Du bist wieder im Hier und Jetzt, noch benommen zwar, von dem eben Erlebten, aber wieder Herr deiner Sinne. Du bist wieder du. Was war geschehen? Noch begreifst du es nicht. Die Musik ist verstummt, der Raum wieder hell erleuchtet, die Vorhänge vor den Fenstern geöffnet. Die Gruppe der Menschen ist damit beschäftigt, mitgebrachte Yoga- oder Gymnastikmatten zusammen zu rollen. Es geht ihnen, wie dir. Die Surrealität der letzten Sekunden oder Minuten hält sie noch immer in Bann.

Etwas abgesondert von der Gruppe steht eine Frau. Sie hat nichts bei sich, wie es die anderen haben und schon deshalb hebt sie sich etwas von den Übrigen ab. Sie wartet noch etwas und sagt dann: „Meine Damen und Herren, ich danke Ihnen für Ihre disziplinierte Teilnahme an dieser Lektion. Sie haben heute selbst erlebt, welche Kraft in jedem von uns steckt. Jeder wird  vielleicht die Intensität anders empfunden haben, aber alle wissen wir nun, wie einfach es doch im Grunde genommen ist,  eigene  Möglichkeiten zu mobilisieren. Jetzt noch mit Anleitung durch mich, aber Sie werden schon sehr bald gelernt haben, es selbst zu tun. Sie werden einwenden, so einfach, wie ich es darstelle,  sei es nicht gewesen, schliesslich hätten wir schon viele gemeinsame Stunden damit zugebracht, uns in der Technik und Ausführung zu trainieren. Sie haben recht, aber sehen Sie, was ist das schon im Vergleich zu den unendlichen Möglichkeiten, die sich schon sehr bald für Sie auftun werden?
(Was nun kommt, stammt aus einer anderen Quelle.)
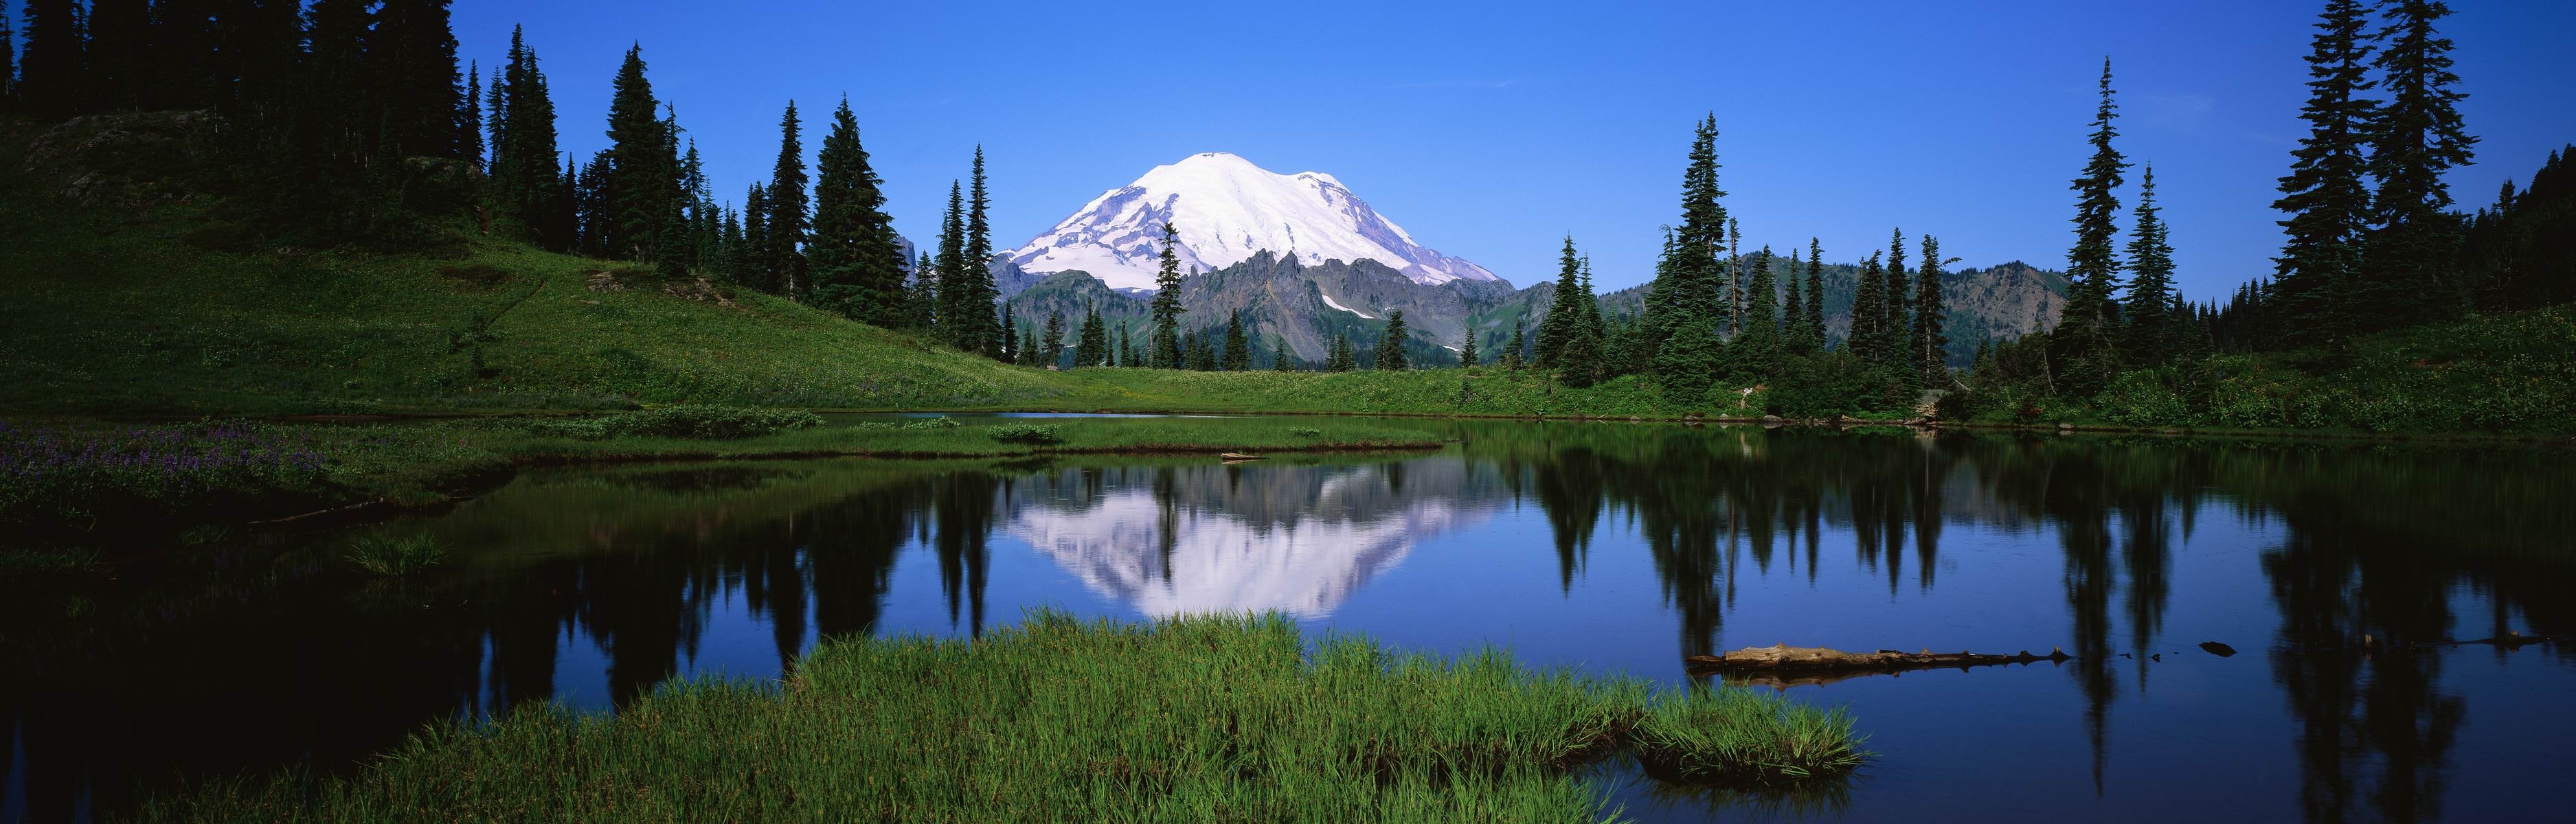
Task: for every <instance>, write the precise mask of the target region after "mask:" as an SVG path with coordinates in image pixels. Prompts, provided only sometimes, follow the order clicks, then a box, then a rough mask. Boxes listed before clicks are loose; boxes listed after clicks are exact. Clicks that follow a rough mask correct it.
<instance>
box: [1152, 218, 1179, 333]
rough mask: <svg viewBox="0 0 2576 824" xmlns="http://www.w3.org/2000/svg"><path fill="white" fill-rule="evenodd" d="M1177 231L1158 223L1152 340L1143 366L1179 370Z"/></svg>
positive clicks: (1162, 224) (1154, 281) (1177, 265)
mask: <svg viewBox="0 0 2576 824" xmlns="http://www.w3.org/2000/svg"><path fill="white" fill-rule="evenodd" d="M1180 312H1182V309H1180V229H1175V227H1172V224H1162V263H1159V268H1157V270H1154V337H1151V342H1146V363H1149V366H1154V368H1180Z"/></svg>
Heute haben Sie das Meer der Ruhe kennen gelernt und erfahren, wie Sie es nutzen können, um unliebsame Gedanken über Board zu werfen oder einfach nur, um sich darin wohl zu fühlen und zu erholen.“

Auf dem Weg nach Hause verspürst du den unendlichen Wunsch, einem inneren Zwang gleich, der dich nicht mehr loslassen will, du willst den Weg gehen, bis du Im Tal der Sehnsucht angelangt bist. Es ist dir gleich, wie viele Stunden oder Tage es noch dauern mag, dorthin willst du, das ist sicher. Konfuzius soll einmal gesagt haben, der Weg sei das Ziel. Daran verschwendest du keinen einzigen Gedanken, der Spruch kommt dir nicht einmal in den Sinn. Du bist gefesselt in deinen Vorstellungen und Erwartungen. Du willst die Sehnsüchte dieser Welt erfahren, deine eigenen befriedigen können, dafür ist dir kein Weg zu weit, kein Training zu schwer. Was hatte die Kursleiterin zu Anfang der ersten Lektion gesagt? „Einige von euch werden vielleicht bis zum Schluss durchhalten und im Tal der Sehnsucht ankommen.“

Du würdest zweifellos dazu gehören. Dein gebeuteltes Leben soll wieder in Ordnung kommen. Deine vielen Liebschaften endlich in eine dauerhafte Beziehung einmünden. Ständig alles mitmachen und nirgendwo fehlen zu wollen, von allen gemocht zu werden, diesen Zwang wolltest du abschütteln. Das Tal der Sehnsucht soll deine Befreiung werden.

Einsam steht die junge Frau an der Haltestelle des Busbahnhofs. Die letzte Verbindung ist abgefahren, ohne sie.